Consumer brands, and even B2B sellers, usually have a variety of “psychological price points,” especially for items sold through retail, where competitors’ offerings tempt all consumers to “switch” at any time. All things equal, building purchasing habits may rely on the consistent experience of brand, quality, value, and (the thinking goes) price. If the customer gets used to seeing a beloved SKU from brand A at say $9.99, should brand A be concerned about “jolting” the consumer with a $10.39 price? How about going from $4.99 to $5.29?
The answer, as Dollar Tree seems to resoundingly declare, is “only up to a point.” While in most business-as-usual environments psychological price points have a role to play, it is usually a small role. Messaging the customer’s psyche through this particular medium (price digits) about “good value,” consistent brand experience, price leadership, etc., can reinforce the impact of other value elements as long as it can be done profitably and the value to the consumer is in fact “as promised” by that messaging.
The current environment is anything but business-as-usual. More than at any time in recent decades, inflation and supply-chain shortages have added velocity in the rate of change to what many consumer goods are “worth” in the marketplace. A price tag is challenged to present a mutually acceptable offer, with value sharing compelling enough for consumers to buy and for sellers to achieve acceptable profit. Dollar Tree is banking that consumers were not as much coming in for the joy of spending exactly $1/item, but for the joy of leaving with the items they wanted at a combined price tag that seemed unbeatable overall (regardless if some cents must be thrown in with the dollars). The brand, they’re betting, is value, not gimmicks and contortions around an amount that’s worth less in real terms every week.
Because the cost of making, packaging, shipping, and selling most of its items is going up, Dollar Tree would be increasingly forced to cut down the lineup of items it can still afford to offer at $1 and make a profit. Would most consumers pay $1.25 and find all the items they’re used to finding, or keep paying $1 and have to go to a second store on the same trip because 2/3 of those items are no longer available? This reinforces a message I share with companies these days: in this environment, the value (as measured in pricing power) of your mere ability to reliably deliver products has gone up in a supply-constrained marketplace.
Traditional psychological pricing theory says certain price points perform better than others. But nearly all such theories are developed in experimental settings, with “all other things being equal” (and stable over the experiment period) between consumer control groups and actively tested groups. No such experiments prime the consumer to “expect the (pricing) unexpected” as we see in today’s relentless broadcasting of inflation-related stories in the media and at the store.

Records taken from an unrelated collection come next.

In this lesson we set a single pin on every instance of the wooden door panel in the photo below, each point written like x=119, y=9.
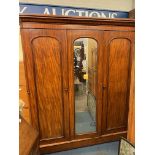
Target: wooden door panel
x=45, y=60
x=72, y=35
x=119, y=53
x=118, y=82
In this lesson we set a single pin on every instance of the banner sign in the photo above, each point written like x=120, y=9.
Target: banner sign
x=27, y=8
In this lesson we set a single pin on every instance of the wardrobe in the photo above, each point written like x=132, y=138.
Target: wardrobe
x=78, y=73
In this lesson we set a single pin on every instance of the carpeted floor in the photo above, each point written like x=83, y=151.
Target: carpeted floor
x=101, y=149
x=84, y=123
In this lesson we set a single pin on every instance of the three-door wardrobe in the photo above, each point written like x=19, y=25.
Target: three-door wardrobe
x=78, y=73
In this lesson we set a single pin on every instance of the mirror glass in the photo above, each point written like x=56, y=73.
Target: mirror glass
x=85, y=80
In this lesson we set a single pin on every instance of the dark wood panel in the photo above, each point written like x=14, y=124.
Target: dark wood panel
x=55, y=147
x=119, y=56
x=77, y=20
x=48, y=77
x=131, y=117
x=118, y=47
x=46, y=69
x=28, y=139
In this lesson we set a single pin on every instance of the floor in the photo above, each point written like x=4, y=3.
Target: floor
x=101, y=149
x=84, y=123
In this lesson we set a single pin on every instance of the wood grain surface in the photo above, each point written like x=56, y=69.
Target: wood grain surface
x=48, y=58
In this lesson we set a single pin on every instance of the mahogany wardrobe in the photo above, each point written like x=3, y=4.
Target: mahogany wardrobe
x=78, y=73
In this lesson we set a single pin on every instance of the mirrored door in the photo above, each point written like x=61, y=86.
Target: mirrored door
x=85, y=80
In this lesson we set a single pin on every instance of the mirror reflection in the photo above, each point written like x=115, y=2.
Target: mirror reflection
x=85, y=72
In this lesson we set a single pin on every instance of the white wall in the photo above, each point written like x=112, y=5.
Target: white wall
x=120, y=5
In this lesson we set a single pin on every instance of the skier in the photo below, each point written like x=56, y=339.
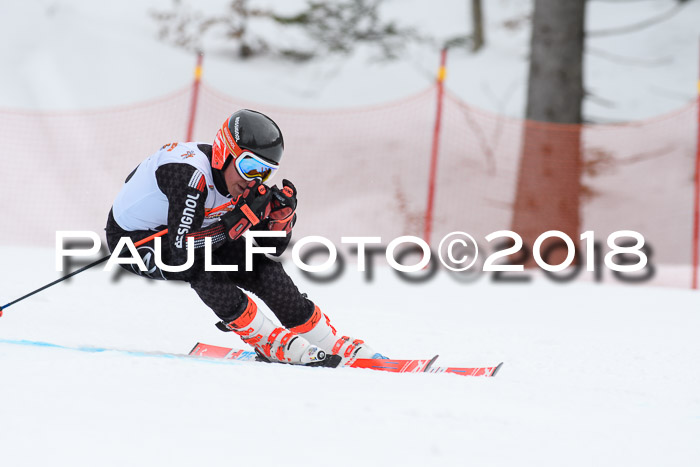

Further, most experiments deal with one specific price per item, while consumer brands and retailers have the complex realities of portfolios and price-pack architectures where not every single price can be round or end in .99. For them, it is not a question of if they will depart from some or all psychological price points, but of when this will happen and with which ones.
In the end, psychological price points are “small guys” in the lineup of drivers of pricing power and consumer willingness to pay. While worth using strategically as “incremental” optimizers, they’re easily outweighed when the relationship between the “big guys” has changed. Inflation, inability to deliver products by you or your competitors, and evidence that you have unutilized pricing power (for example, a big gap between your prices and the next-best alternative) are really what should drive the conversation. If the resulting path forward requires leaving psychological price point(s) behind, most consumer brands still have it much easier than Dollar Tree. They may need very real new store signs and corporate letterhead soon, but if they’re right, they’ll be able to afford them (and their competitors may follow suit).